Millennials can’t catch a financial break after being hit twice by coronavirus and 2008 financial crisis

Student debt, empty retirement funds, lower earnings and fewer investments. These are all things that describe many millennials today, who have now been set back even further by the coronavirus pandemic. Economists say it’s the estimated 73 million millennials in the United States who could suffer the greatest financial setbacks from the novel coronavirus. Kasi Santarelli, 31, a health-and-beauty business owner in New York City, is part of that statistic. Santarelli says her business was finally taking off. Now, she’s barely making sales, with her business dropping 60 percent.

“Millennials really cannot catch a break,” Santarelli said. “Now it’s to the point where I live in this building and I can’t afford my rent and I’ve been set back so much … A lot of people around my age are either furloughed, unemployed now, or they’ve just flat-out been fired.” Washington, D.C. economist and American University professor Gray Kimbrough says many millennials battled the workforce during one of the worst economic disasters in modern history in 2008. Once again, they are getting knocked off their feet.

“A lot of millennials, it feels like just we’re back where we were and now we’re experiencing something very similar,” Kimbrough said. “The entire millennial generation is really in that sweet spot where you’re still in your first decade or 15 years of your career and you’re trying to move up and to get better jobs … just have it all pulled out from underneath you.”


“I feel like I’m working harder than somebody, maybe 20 years ago in a typical nine-to-five job,” he added. “I have nothing saved for my retirement. I have nothing saved in case I get sick. I don’t have health insurance. Most of my friends don’t own homes, like 90 percent don’t own homes, 90 percent have no retirement. And I fall into that category. It’s like we are so set back from when we first started. And, you know, we get a lot of flack because people at our age, you know, 30 years ago, had homes, had families and all this and we’re starting so much later because it’s so much more of a financial obligation and jobs are paying less and there’s less opportunities.”


Emily Smith, a 27-year-old senior digital strategist at a large communications agency in Washington, is also attending Georgetown University as a part-time MBA student. She said many of her friends share the concerns Kimbrough described. “I do have several friends who have lost their jobs as a direct result of the pandemic. Just personally speaking, it’s also impacted my retirement savings and my spending for sure. So, you know, as a result of the market’s crashing along with everyone else’s, I know my 401K definitely plummeted,” Smith said.

“It’s so much harder on us because, you know, back in the day, not everyone went to college and now there’s essentially a stigma that you have to go to college,” Santarelli said. “So you’re coming into the world and you already have debt … parents, like my parents growing up, most of them had a two-income household or they didn’t need to. The husband works. The wife stayed home. It’s not like that anymore due to inflation. And, you know, things are just so different.”

She added: “This is going to probably ruin me, and I’m 31. It should be the time where I’m settling down and wanting kids and getting married, and I won’t be able to do that because I’m just going to be so far set back.”. Kimbrough said: “There is a long tradition of blaming young people … we are also getting into this stage where people think every young person is a millennial.

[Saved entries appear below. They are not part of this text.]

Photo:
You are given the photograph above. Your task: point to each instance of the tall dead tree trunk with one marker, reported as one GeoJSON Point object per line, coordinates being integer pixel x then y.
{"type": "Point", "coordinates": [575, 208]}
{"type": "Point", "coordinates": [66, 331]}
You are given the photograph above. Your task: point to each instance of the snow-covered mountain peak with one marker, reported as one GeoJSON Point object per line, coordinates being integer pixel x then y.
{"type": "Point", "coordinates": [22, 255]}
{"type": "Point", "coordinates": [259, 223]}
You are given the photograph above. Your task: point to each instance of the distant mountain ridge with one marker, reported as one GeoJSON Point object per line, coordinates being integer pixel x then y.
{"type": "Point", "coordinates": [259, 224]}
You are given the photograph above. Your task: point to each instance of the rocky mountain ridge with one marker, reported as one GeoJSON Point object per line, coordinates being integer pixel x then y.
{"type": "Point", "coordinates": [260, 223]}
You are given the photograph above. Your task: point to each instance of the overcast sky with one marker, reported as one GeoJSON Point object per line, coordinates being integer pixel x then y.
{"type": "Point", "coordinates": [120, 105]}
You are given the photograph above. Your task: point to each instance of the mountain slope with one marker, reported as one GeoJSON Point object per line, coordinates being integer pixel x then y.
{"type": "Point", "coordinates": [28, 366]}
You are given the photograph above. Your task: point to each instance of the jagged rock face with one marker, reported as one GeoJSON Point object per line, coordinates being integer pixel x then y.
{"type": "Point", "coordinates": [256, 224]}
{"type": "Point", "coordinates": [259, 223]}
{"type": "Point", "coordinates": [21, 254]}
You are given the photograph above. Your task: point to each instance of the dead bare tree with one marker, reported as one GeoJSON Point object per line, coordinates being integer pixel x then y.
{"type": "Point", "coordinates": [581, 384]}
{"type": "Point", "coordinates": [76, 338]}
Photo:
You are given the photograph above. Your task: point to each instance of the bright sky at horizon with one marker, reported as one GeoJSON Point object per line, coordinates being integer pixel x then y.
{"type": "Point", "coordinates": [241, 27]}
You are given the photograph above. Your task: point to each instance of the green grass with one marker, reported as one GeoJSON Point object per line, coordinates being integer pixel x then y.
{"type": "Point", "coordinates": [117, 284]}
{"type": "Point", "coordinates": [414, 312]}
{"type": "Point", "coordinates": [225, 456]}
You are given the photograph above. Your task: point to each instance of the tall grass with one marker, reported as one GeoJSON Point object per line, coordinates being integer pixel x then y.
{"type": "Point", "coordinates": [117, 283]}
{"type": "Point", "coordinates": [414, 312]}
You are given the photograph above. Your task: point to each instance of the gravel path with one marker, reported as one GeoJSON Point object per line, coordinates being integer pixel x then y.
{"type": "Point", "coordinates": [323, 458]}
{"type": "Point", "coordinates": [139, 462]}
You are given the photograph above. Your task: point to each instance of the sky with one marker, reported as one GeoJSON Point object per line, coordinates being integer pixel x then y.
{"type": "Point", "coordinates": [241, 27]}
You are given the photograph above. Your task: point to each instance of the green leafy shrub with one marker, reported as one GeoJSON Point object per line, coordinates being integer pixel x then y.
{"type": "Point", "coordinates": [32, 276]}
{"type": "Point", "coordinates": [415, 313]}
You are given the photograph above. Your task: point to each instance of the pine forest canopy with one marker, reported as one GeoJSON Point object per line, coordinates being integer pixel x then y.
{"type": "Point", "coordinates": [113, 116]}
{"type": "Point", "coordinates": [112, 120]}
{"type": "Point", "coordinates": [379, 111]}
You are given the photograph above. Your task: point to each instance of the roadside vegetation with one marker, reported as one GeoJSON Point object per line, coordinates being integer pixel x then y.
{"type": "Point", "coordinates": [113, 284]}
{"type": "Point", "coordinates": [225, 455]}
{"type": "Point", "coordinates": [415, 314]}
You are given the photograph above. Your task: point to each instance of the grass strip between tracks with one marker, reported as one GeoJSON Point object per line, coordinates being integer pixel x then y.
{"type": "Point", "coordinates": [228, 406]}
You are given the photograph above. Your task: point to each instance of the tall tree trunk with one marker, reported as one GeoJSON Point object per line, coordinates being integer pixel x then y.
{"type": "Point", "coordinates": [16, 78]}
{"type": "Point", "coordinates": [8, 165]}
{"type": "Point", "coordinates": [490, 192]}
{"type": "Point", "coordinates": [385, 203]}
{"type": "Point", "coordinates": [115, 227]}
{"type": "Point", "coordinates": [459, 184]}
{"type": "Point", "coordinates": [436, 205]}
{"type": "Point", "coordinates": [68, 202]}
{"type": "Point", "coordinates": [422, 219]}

That isn’t true … they are a unique group with their own disadvantages.”

He added, “We’ve certainly worked quite hard on average. Millennials have gotten more education than any previous generation, they’ve had to work hard for that. They’re taking a lot of student debt for that. You know, I don’t think there’s really evidence that millennials are lazy or certainly any lazier than other generations. We do have this reputation of being job hoppers or switching jobs frequently and I’ve actually shown that the opposite is true, that millennials actually switch jobs at lower rates.”

Kimbrough says many older millennials learned lessons from the economic recession that may have been proven right during the pandemic. “People have some really negative memories of that time. A lot of millennials came out of the Great Recession with, perhaps, lessons like that they shouldn’t really bother investing in their retirement funds because they’re going to be wiped out, for example. Here we see, again, they were actually proven right there.”

He said if there is one thing millennials do best, it’s adapting to any environment. “Many millennials are quite comfortable with not having a lot of certainty, and that may not be a great quality to have to develop, but it certainly does help you at a time like this,” Kimbrough said.There is a silver lining for millennials right now. The White House is working to help young adults with their student loans, by freezing monthly payments through at least the end of September.